Grenze Tatsachenentscheidung - Regelverstoß

  • Folgenden Fall konnte ich am vergangenen Samstag beobachten:


    In der F-Jugend verletzte sich ein Spieler. Zweifelsfrei keine ernsthafte Verletzung, so dass nach dem Regelwerk eine Unterbrechung zwingend gewesen wäre, allerdings ist eine solche in dieser Altersklasse üblich. Der Schiedsrichter wies daraufhin die ballführende gegnerische Mannschaft an, denn Ball ins Seitenaus zu spielen, um die Behandlung zu ermöglichen. Bei der Fortsetzung des Spieles sprach der SR aber genau dieser Mannschaft den Ball zu, was zwar sportlich korrekt, aber formal eine ganz offenkundige Fehlentscheidung war.


    Mich stellte diese Entscheidung vor die Frage, ob es sich hier noch um eine Tatsachenentscheidung handelte oder ob - wegen der Klarheit des Falles und der Offensichtlichkeit des Vorsatzes - schon ein Regelverstoß vorliegt?


    P.S.
    Es handelt sich um reine Neugier, ein Einspruch o.ä. wird definitiv nicht erfolgen.

  • Eine falsche Spielfortsetzung, wie in diesem Fall, die eindeutig und unauslegbar festgeschrieben ist, stellt m.
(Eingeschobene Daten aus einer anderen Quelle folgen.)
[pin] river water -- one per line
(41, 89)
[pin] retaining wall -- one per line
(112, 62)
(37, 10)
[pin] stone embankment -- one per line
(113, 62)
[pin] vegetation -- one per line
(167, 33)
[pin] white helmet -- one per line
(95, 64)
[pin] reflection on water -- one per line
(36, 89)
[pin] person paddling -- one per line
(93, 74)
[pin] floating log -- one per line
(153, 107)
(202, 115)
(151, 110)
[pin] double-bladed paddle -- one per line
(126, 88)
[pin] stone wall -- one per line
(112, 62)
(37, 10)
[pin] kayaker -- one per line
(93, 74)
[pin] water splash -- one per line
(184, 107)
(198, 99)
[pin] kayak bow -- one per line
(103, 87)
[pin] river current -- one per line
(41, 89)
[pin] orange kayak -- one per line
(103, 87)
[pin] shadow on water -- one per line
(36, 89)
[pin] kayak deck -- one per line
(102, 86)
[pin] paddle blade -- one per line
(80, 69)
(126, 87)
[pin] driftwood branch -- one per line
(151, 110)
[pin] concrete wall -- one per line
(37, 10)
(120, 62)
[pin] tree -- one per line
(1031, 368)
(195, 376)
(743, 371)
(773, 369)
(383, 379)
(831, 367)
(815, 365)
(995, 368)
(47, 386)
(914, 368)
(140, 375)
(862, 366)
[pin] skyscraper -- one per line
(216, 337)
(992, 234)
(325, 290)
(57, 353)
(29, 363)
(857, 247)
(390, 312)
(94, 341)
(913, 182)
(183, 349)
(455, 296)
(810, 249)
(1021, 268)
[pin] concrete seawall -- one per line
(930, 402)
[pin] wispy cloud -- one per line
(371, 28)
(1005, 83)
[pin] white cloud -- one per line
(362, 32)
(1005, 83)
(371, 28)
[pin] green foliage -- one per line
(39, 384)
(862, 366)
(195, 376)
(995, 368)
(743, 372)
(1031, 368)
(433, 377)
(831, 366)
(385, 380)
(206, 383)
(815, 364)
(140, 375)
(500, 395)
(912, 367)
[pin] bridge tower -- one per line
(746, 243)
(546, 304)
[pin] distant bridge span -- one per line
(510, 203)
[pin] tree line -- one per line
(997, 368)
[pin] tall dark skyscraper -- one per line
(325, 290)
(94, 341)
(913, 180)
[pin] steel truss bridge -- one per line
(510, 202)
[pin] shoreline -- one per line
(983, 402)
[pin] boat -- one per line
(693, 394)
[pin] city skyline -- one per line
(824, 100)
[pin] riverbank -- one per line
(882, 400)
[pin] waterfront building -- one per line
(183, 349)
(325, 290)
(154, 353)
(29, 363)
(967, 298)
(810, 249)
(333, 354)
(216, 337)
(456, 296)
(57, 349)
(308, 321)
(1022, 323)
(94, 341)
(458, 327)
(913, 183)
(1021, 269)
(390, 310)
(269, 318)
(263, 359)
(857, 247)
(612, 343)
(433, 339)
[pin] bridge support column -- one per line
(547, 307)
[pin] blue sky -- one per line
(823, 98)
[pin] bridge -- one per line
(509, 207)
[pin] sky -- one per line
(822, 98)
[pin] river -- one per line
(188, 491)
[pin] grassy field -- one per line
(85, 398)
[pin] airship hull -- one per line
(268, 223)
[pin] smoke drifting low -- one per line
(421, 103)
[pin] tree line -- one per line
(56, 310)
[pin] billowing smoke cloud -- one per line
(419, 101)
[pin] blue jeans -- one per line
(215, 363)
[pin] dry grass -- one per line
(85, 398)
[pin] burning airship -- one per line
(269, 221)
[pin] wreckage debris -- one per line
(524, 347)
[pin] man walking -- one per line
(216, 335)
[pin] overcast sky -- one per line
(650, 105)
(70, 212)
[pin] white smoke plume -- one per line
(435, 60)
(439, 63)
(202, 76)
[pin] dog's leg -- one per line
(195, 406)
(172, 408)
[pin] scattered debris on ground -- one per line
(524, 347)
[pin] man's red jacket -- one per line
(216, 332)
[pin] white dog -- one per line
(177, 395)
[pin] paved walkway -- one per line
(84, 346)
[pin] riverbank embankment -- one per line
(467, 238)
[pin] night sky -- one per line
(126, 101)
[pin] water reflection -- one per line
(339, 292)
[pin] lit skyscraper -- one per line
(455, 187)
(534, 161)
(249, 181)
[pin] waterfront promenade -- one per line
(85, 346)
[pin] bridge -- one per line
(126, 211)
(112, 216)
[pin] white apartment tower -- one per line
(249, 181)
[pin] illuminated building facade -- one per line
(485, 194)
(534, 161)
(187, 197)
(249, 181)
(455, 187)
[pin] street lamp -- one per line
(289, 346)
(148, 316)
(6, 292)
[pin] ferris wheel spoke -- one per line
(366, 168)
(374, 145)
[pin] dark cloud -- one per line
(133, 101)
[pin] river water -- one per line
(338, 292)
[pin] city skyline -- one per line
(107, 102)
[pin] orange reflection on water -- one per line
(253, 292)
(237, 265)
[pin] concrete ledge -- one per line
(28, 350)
E. einen Regelverstoß dar.
    Eine Tatsachenentscheidung hingegen liegt meiner Meinung nach vor, wenn dem SR bei seiner Entscheidung ein Spielraum zu zubilligen ist, wie z. B. bei Foulspielen oder anderen auslegungsfähigen Spielsituationen.

    :ironie: "Weil, so schließt er messerscharf, nicht sein kann, was nicht sein darf.":ironie:
    Christian Morgenstern

  • Na ja ... Die Spielfortsetzung war ja nicht falsch, sondern korrekt, nämlich Einwurf.


    Ein Regelverstoß wäre sicherlich, wenn der Ball ins Seitenaus gespielt würde und der SR dann mit SR-Ball weiterspielen liesse.

  • Zitat von kuhartm;12824

    Na ja ... Die Spielfortsetzung war ja nicht falsch, sondern korrekt, nämlich Einwurf.


    Vollkommen richtig!


    Aber mal ganz ehrlich... G-Jugend, F-Jugend, E-Jugend... wir wollen doch mal die Kirche im Dorf lassen. Bei diesen Jugendspielen pfeifen doch eh keine SR, sondern Eltern, Trainer, Betreuer, Großeltern...


    Wen juckt es dort, wenn ein EInwurf der falschen Mannschaft zugesprochen wird oder gar eine falsche Spielfortsetzung gewählt wurde?


    So, nun dürft ihr alle auf mich einprügeln von wegen "im Regelheft steht aber... Regeln gelten für alle Mannschaften... man darf keine Ausnahme machen..." :D


    Aber um Manfreds Frage zu beantworten: es handelt sich um eine Tatsachenentscheidung und keinen Regelverstoß.

  • Zitat von Christoph;12850

    Aber mal ganz ehrlich... G-Jugend, F-Jugend, E-Jugend... wir wollen doch mal die Kirche im Dorf lassen. Bei diesen Jugendspielen pfeifen doch eh keine SR, sondern Eltern, Trainer, Betreuer, Großeltern...


    Stimmt grundsätzlich. Aber die "besseren" Vereine lassen da auch gerne mal ihre Jung-SR üben. Den schönsten Fall habe ich da mal erlebt, als sich jemand noch seine SRA mitgebracht hatte - zu einem E-Jugend-Spiel; und er hat seine Sache richtig gut gemacht.


    Zitat von Christoph;12850

    Wen juckt es dort, wenn ein EInwurf der falschen Mannschaft zugesprochen wird oder gar eine falsche Spielfortsetzung gewählt wurde?


    Die Kinder! Die interessieren sich zwar nicht dafür, was ein Regelverstoß ist, wissen aber sehr wohl, wer den Ball (hier so offenkundig) ins Aus befördert hat.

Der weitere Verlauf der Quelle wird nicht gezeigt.